Comment by londons_explore

2 days ago

Very true. Last year I at least glanced at every line of AI generated code. Now if some AI makes a 10k line program for some one-off tasks, I run the program, glance only over the output, and move on.

Especially if you're having an LLM write non-interactive scripts to calculate complex things from large datasets, glancing at the output is not enough to know if the output is remotely accurate (unless the output is so trivial you could literally do it in your head).

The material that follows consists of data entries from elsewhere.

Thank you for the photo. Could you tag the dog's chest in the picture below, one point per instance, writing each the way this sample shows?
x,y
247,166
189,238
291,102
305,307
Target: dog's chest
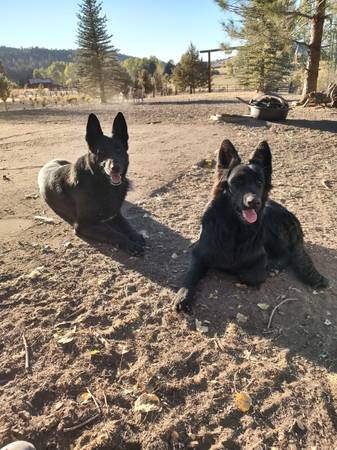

Case in point: I recently asked an LLM to write a pile of code to compile historical baseball stats to test betting success against the results of my hand-written code that evolves genetic algorithms. I marveled for a little while at the unbelievable improvement in EV/ROI that this script was showing could have been achieved from certain small tweaks. I only noticed after pushing a total bet that the push registered on the output as a win - and only because I was carefully staying on top of it. A single stupid recursively operating >= instead of > had caused completely nonsensical results that looked plausible.

Imagine, like, trusting a 10k loc script to give you data for something you were going to build in the physical world, and hoping an LLM hadn't made a mistake like that.

Which one-off tasks need 10k lines of code?

  • Would depend on what AI and prompt you use ultimately. Ask it to add tests (functional, E2E and unit, maybe invent a new type too), packaging, modular code and/or whatever, and you get to 10K relatively quickly with some of the more verbose LLMs out there.

    Personally it's probably the biggest struggle, trying to rein in the "spray and pray" approach LLMs typically like to take, and reducing the "patch on top of patch" syndrome too.

  • One off web app for scrubbing through some data, that, once done, will never be run again?

This is fine for one off tools and I do the same. But building long-lived "professional grade" production software this fails real quickly.

My team is using AI for most of the code, but the human review layer is crucial and unavoidable if you're interested in things like reliability, uptime, controlled feature rollouts, the integrity if your user's data, etc.

A huge factor I don’t see mentioned often enough, is the rapid increase of AI-coding in a language unknown to the dev.